The study has several advantages over the previously published paper. First, a wider range of protein sequences was utilized to identify antigenic epitopes, resulting in a more comprehensive and accurate representation of potential vaccine targets. Secondly, the use of computational techniques, such as molecular docking, MD simulations, and in silico immune simulations, enabled a more detailed analysis of the vaccine structure and its interactions with Toll-like receptors. This information can provide insights into the potential efficacy and safety of the vaccine prior to experimental assays. Additionally, the application of disulfide engineering to stabilize the vaccine structure is a novel approach that has the potential to enhance the vaccine's immunogenicity and efficacy. Overall, these advancements demonstrate the superiority of the proposed method.

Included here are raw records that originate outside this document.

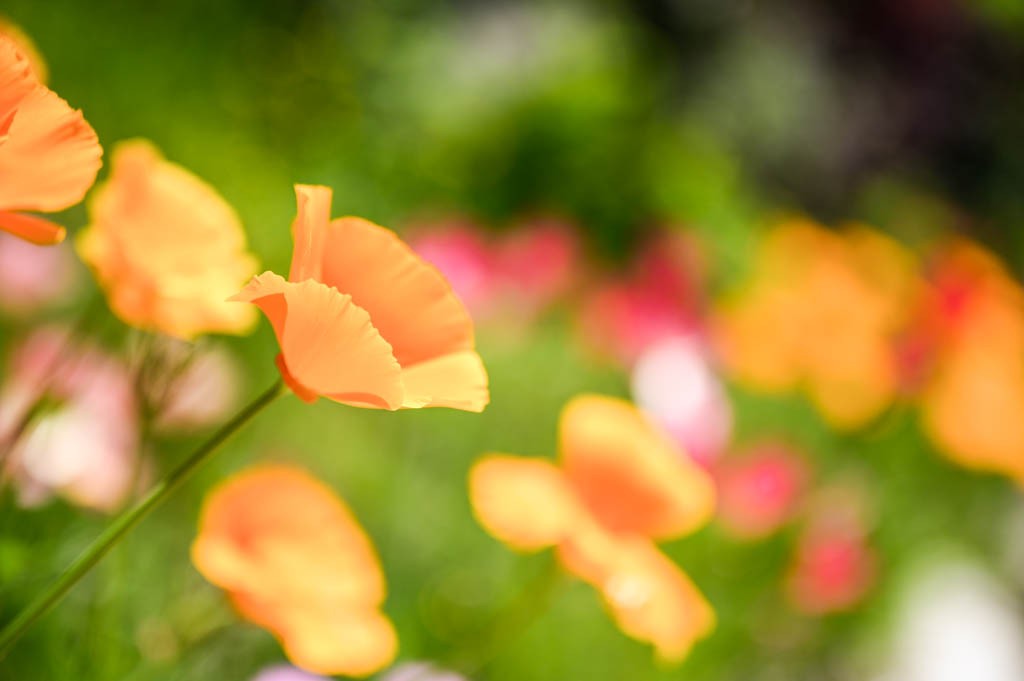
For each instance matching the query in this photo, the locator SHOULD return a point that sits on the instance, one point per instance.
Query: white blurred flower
(675, 384)
(420, 672)
(956, 623)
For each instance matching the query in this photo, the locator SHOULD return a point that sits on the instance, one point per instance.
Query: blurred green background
(621, 116)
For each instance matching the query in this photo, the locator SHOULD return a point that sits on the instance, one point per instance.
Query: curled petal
(632, 477)
(526, 503)
(16, 80)
(329, 345)
(458, 380)
(50, 156)
(410, 301)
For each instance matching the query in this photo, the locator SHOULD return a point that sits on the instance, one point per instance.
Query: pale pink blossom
(674, 382)
(83, 444)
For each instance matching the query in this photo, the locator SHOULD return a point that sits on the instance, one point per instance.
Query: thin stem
(129, 519)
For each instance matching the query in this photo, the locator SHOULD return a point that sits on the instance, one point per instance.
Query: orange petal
(279, 531)
(296, 562)
(50, 156)
(632, 477)
(329, 344)
(27, 47)
(167, 249)
(650, 598)
(16, 81)
(327, 640)
(409, 300)
(525, 503)
(32, 228)
(457, 380)
(309, 231)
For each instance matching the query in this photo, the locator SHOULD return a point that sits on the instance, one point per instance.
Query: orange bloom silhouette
(622, 484)
(166, 248)
(973, 399)
(364, 321)
(49, 156)
(295, 561)
(822, 311)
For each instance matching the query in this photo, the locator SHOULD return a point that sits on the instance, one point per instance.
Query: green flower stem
(129, 519)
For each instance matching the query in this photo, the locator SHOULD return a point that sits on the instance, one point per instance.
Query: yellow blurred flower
(622, 484)
(166, 248)
(295, 561)
(822, 311)
(973, 402)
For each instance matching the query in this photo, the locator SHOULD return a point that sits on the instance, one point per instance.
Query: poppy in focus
(166, 248)
(49, 156)
(295, 561)
(622, 484)
(364, 321)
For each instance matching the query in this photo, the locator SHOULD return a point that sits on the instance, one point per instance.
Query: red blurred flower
(657, 298)
(761, 490)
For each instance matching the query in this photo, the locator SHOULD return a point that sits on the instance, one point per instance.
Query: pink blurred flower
(536, 264)
(658, 297)
(834, 567)
(761, 490)
(82, 448)
(33, 277)
(514, 277)
(460, 251)
(202, 391)
(674, 383)
(420, 672)
(286, 673)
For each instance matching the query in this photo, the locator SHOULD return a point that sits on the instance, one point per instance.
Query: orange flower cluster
(854, 320)
(49, 156)
(822, 311)
(295, 561)
(621, 486)
(973, 399)
(166, 247)
(364, 321)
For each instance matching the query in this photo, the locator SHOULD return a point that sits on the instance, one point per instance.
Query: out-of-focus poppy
(166, 248)
(823, 311)
(622, 484)
(83, 444)
(760, 490)
(834, 567)
(35, 278)
(49, 156)
(295, 561)
(364, 321)
(973, 398)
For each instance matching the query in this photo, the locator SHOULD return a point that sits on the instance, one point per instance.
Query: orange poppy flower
(26, 45)
(295, 561)
(364, 321)
(49, 156)
(166, 248)
(822, 311)
(973, 399)
(622, 484)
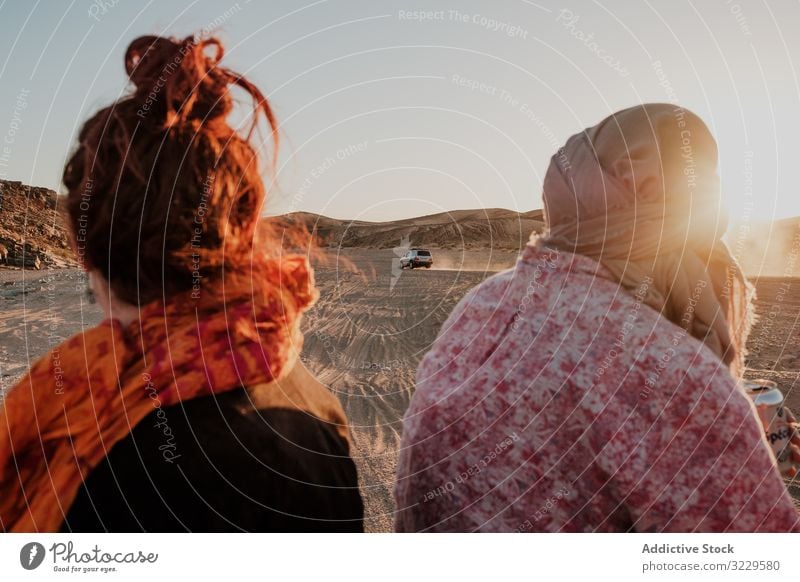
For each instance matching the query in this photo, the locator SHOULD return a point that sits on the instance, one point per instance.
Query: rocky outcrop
(32, 230)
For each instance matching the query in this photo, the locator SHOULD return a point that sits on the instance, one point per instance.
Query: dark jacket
(271, 458)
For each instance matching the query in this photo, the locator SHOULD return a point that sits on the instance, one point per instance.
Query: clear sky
(388, 113)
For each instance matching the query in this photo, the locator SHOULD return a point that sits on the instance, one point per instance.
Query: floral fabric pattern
(553, 401)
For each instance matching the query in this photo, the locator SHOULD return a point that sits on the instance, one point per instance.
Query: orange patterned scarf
(60, 421)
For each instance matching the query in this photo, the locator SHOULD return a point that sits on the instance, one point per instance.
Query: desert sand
(365, 338)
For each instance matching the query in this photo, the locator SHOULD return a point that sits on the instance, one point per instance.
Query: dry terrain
(365, 338)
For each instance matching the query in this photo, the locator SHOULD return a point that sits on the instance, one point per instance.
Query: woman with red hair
(188, 407)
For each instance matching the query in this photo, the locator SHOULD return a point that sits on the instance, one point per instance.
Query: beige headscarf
(639, 193)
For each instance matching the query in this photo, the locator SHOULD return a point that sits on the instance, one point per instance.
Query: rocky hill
(32, 231)
(494, 228)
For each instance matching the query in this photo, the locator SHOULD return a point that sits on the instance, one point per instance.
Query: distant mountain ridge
(496, 228)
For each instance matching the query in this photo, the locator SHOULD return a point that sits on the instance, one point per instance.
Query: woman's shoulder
(272, 457)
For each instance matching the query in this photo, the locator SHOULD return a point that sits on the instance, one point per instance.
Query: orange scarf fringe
(87, 394)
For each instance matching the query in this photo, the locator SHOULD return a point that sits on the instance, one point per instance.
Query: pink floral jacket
(554, 401)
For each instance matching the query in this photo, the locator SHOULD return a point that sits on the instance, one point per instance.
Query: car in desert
(415, 258)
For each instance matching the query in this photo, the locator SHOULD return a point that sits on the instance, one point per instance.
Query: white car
(417, 258)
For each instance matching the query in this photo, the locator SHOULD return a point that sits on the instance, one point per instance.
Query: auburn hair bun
(179, 82)
(162, 192)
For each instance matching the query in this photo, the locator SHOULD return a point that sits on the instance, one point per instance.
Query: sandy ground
(365, 338)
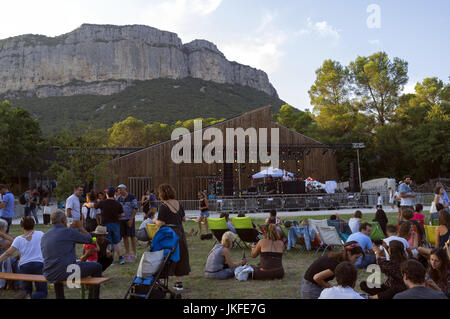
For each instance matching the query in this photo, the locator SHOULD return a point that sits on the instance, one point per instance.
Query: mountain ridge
(112, 57)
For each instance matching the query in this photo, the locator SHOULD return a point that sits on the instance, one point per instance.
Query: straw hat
(100, 230)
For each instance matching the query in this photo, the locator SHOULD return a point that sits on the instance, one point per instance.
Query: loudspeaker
(228, 179)
(354, 180)
(296, 187)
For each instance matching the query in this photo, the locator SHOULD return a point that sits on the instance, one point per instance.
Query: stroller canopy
(166, 238)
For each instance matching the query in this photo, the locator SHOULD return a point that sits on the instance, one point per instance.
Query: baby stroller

The limitations of this study include the fact that it is entirely based on computational and in silico approaches, and lacks experimental validation. While the results suggest that the designed vaccine candidate is structurally stable and capable of inducing an immune response, these findings need to be verified through in vitro and in vivo experiments. Additionally, the study only focused on the two pathogens, S. pneumoniae and K. pneumoniae, and did not consider other possible pathogens causing community-acquired pneumonia. Therefore, the generalizability of the findings to other bacterial species or strains remains unclear. Finally, the study did not address the issue of potential side effects or adverse reactions of the vaccine candidate.

5 Conclusions

This study aimed to design a multi-epitope vaccine candidate against S. pneumoniae and K. pneumonia by utilizing an immunoinformatics approach. Total three categories of antigenic epitopes, including CTL-, HTL-, and IFN-γ-inducing epitopes, were identified from diverse protein sequences and utilized to build a vaccine structure. Several immunogenic, physicochemical, and antigenic profiles were computationally assessed for the designed vaccine. The interaction patterns of vaccine/TLR4 and vaccine/TLR2 complexes were analyzed using molecular docking and subsequently, these complexes were subjected to MD simulation, revealing the dynamical stable behaviors for under-studied complexes. Moreover, an in silico immune simulation study was used to investigate the ability of the vaccine to induce an immune response, and in silico cloning assures the vaccine’s ability to express in a bacterial host system. This study explains a novel approach for developing a vaccine candidate against community-acquired pneumonia, however, experimental assays exploring the effects of the vaccine could contribute to a better understanding of generating an immune response against pneumococcal disease. Taken together, these findings support strong recommendations to execute in vitro and in vivo experiments. Additionally, we propose further synthesis and biological activity of the designed vaccine candidate.